Friday, March 4, 2016

Characters

            The novel Ishmael, written by Daniel Quinn, is a book which questions the assumptions of our culture. The novel’s main character is a gorilla named Ishmael with human-like sentience who is able to communicate telepathically with human beings. With this ability Ishmael aims to educate humanity about the dangers of their unchecked growth and ethnocentric social values. Ishmael and the narrator cross paths due to this shared concern for the planet.
Ishmael serves as a Socratic educator for the narrator, encouraging the man to arrive at his own conclusions by telling stories and asking questions. The stories told do little to characterize Ishmael and the narrator, but are instead a boringly transparent method which Quinn employs to disguise his own criticisms of western culture. In fact, I believe that the narrator is purposefully characterized vaguely in order to make him more relatable to the reader. His borderline stupidity when asked even simple questions makes the reading experience more accessible to readers of many backgrounds. While this may be an earnest effort on Quinn’s part to reach more readers, frustration quickly takes hold after the first few hundred times the unidimensional narrator fails to understand the meaning of Ishmael’s lessons.
In one of the stories told by Ishmael, Quinn likens humanity’s “self-centered” perspective on evolution to the belief of a jellyfish that it is the masterpiece of creation.
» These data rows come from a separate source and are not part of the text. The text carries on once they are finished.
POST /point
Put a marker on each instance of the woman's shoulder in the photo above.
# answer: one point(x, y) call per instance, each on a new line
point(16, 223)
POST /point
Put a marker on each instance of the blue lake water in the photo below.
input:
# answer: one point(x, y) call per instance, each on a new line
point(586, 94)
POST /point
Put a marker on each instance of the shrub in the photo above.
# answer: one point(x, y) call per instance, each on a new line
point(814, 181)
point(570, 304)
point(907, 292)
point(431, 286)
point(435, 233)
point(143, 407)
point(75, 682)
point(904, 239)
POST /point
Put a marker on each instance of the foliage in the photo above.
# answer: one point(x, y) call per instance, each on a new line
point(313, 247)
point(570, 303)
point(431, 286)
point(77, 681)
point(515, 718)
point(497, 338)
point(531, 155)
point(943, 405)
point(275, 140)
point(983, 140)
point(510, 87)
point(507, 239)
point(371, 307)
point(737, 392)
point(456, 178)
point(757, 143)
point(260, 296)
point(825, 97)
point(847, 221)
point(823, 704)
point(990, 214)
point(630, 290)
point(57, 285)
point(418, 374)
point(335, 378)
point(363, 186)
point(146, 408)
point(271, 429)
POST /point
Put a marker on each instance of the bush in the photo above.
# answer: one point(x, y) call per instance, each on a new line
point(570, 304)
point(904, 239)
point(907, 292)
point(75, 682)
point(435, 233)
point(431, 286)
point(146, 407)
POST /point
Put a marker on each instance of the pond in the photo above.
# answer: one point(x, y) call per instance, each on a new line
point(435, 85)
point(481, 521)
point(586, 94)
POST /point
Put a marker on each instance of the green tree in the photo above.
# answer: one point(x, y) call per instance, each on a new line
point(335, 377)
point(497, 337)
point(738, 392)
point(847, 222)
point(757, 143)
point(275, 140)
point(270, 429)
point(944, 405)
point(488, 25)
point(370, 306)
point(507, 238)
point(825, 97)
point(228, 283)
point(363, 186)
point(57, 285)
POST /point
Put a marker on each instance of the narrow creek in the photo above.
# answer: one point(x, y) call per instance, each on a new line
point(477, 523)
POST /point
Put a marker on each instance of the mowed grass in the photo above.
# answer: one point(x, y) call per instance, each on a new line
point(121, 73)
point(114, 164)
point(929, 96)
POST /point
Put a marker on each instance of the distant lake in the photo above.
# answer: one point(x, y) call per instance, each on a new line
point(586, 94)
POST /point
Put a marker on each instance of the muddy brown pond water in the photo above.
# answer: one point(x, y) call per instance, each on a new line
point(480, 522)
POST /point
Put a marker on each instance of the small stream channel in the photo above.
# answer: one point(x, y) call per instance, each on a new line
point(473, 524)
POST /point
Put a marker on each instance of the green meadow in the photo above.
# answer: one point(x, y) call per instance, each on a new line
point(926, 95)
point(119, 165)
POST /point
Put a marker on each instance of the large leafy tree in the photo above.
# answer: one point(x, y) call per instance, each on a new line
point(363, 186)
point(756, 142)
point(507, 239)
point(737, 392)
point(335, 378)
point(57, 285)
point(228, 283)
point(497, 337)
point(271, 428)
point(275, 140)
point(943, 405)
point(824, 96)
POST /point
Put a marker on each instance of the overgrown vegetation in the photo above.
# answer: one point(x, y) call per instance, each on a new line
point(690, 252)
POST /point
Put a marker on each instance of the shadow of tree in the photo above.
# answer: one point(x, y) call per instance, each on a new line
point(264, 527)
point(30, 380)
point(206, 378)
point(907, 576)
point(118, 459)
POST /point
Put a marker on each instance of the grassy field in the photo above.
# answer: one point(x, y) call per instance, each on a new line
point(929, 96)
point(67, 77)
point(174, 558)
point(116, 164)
I would question the validity of this metaphor because the complexity of human intelligence provides a compelling argument in support of human-centric ideals. I would argue that it is the brevity of humanity’s existence which limits the development of a more complete perspective on evolution, not our arrogance as Quinn claims.

There are a number of other stories told in the novel which make me question Quinn’s extreme cynicism. While reading I often remind myself that although we as the reader are guided to make our own conclusions does not mean that they are our own – make no mistake, these are Quinn’s beliefs disguised by his slippery writing. And while I wholeheartedly agree with many of Quinn’s criticisms, his apparent misanthropy and hysterical environmentalism strike me as pessimistic – at least so far.